BRITISH commandos have hauled a two-ton artillery gun up a 130ft cliff by hand to protect a vital strategic outpost in Afghanistan.
The 105mm gun was dismantled and rebuilt at the summit of a rocky outcrop, known as the Roshan Tower, using techniques traditionally demonstrated at the Royal Tournament. Gunners from 29 Commando Regiment Royal Artillery, normally based in Plymouth, faced a logistical challenge because the cliff face was riddled with deep cracks that threatened to crumble under the weight of the gun.
Major James Vigne, commander of 8 (Alma) Commando Battery, said: “The ammunition boxes, each weighing nearly 100lb and containing high explosive shells, also had to be manhandled up the 400-metre track which couldn’t take vehicles.
“The move was done at night to keep the gun secret from the enemy, with Gurkhas providing close protection on the hills and cliffs around.

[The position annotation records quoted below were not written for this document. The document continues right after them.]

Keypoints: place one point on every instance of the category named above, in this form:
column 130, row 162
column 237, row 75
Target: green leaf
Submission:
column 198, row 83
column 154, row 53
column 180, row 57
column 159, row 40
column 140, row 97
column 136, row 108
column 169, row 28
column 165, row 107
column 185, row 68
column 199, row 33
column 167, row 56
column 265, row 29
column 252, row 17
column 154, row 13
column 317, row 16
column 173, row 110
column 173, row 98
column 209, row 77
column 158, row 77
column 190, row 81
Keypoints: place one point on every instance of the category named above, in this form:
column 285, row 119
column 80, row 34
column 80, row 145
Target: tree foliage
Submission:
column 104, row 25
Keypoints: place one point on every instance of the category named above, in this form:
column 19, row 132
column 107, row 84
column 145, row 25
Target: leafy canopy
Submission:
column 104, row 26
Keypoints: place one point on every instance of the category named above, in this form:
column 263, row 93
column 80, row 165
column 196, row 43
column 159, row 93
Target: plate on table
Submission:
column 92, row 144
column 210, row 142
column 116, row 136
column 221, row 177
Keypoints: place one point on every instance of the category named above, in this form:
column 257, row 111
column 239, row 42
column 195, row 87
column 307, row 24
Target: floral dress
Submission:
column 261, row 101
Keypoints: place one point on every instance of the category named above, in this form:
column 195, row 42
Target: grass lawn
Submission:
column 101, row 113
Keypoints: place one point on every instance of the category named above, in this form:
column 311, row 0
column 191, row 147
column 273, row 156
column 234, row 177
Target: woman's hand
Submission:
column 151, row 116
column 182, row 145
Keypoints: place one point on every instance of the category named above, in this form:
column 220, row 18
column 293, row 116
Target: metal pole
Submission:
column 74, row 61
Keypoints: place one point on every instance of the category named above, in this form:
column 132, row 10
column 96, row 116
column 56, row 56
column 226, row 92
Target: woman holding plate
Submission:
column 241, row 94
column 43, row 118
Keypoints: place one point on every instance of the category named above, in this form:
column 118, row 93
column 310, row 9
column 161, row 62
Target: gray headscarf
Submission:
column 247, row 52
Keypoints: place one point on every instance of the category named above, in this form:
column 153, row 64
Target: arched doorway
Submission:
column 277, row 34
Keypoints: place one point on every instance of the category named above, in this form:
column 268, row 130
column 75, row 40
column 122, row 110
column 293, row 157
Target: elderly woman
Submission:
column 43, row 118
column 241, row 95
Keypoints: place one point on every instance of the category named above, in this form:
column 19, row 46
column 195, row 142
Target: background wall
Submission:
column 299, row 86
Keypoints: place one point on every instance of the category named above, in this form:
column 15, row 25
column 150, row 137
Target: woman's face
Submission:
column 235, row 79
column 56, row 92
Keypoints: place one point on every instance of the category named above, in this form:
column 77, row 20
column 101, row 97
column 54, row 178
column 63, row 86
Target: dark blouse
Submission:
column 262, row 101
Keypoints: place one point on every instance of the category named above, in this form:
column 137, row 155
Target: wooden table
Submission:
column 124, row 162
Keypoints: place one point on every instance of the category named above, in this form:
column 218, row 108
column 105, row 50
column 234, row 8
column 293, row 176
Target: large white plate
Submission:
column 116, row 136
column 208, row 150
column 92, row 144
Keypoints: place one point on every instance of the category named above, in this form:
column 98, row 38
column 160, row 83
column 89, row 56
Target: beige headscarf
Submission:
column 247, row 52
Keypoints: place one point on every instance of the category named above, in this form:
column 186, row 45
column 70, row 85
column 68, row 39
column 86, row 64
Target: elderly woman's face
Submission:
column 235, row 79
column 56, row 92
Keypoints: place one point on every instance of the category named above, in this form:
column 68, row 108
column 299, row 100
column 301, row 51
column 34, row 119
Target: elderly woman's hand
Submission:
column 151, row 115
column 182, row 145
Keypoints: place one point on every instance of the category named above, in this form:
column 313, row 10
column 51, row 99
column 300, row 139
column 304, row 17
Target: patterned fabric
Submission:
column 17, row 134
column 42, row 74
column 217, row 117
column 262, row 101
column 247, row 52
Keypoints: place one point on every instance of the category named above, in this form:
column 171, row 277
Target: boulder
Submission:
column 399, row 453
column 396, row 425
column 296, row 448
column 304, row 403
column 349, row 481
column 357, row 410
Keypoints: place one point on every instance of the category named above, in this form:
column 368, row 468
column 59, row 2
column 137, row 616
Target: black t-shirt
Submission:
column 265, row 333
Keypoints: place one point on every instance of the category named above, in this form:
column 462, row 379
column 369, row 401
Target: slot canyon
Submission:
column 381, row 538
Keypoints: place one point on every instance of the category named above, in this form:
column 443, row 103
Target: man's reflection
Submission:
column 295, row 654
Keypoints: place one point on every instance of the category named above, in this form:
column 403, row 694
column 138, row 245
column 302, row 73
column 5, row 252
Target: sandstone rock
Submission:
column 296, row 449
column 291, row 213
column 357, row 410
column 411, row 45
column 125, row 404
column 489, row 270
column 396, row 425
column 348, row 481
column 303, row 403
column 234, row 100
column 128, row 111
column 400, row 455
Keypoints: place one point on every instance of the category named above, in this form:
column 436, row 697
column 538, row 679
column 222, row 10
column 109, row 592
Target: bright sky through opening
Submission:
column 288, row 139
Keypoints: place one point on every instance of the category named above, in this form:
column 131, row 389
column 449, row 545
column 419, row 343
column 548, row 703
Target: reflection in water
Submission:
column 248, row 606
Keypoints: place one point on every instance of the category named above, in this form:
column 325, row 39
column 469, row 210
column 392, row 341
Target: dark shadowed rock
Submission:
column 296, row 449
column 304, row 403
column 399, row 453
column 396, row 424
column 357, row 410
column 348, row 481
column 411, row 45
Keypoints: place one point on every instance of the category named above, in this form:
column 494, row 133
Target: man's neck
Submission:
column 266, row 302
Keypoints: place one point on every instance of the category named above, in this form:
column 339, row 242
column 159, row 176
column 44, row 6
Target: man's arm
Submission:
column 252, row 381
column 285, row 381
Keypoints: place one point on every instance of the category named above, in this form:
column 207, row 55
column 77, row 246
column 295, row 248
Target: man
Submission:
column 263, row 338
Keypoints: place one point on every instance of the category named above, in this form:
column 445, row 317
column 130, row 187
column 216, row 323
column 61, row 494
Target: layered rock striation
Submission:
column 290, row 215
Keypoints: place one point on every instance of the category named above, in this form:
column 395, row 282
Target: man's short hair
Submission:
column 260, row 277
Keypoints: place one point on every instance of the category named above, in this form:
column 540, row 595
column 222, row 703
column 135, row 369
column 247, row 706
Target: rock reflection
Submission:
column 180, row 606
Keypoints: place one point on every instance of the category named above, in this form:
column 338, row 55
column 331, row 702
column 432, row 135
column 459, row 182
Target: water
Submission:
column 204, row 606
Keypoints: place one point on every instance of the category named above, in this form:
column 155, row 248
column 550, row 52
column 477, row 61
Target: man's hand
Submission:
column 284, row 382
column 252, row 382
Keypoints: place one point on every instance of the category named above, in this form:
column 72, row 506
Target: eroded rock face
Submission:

Once in place, the gun was camouflaged to prevent the enemy realising the new threat to them.”
The gun, which was installed in mid-January and is capable of firing 35lb shells, is so accurate that it can engage and hit a target 1.8 miles away within five seconds.
“The Dragon is the most feared weapon in our area by the Taliban - they are genuinely frightened by it,” added Vigne. “The Gurkhas operating from Musa Qala have been astonished by its speed, pinpoint accuracy and power.”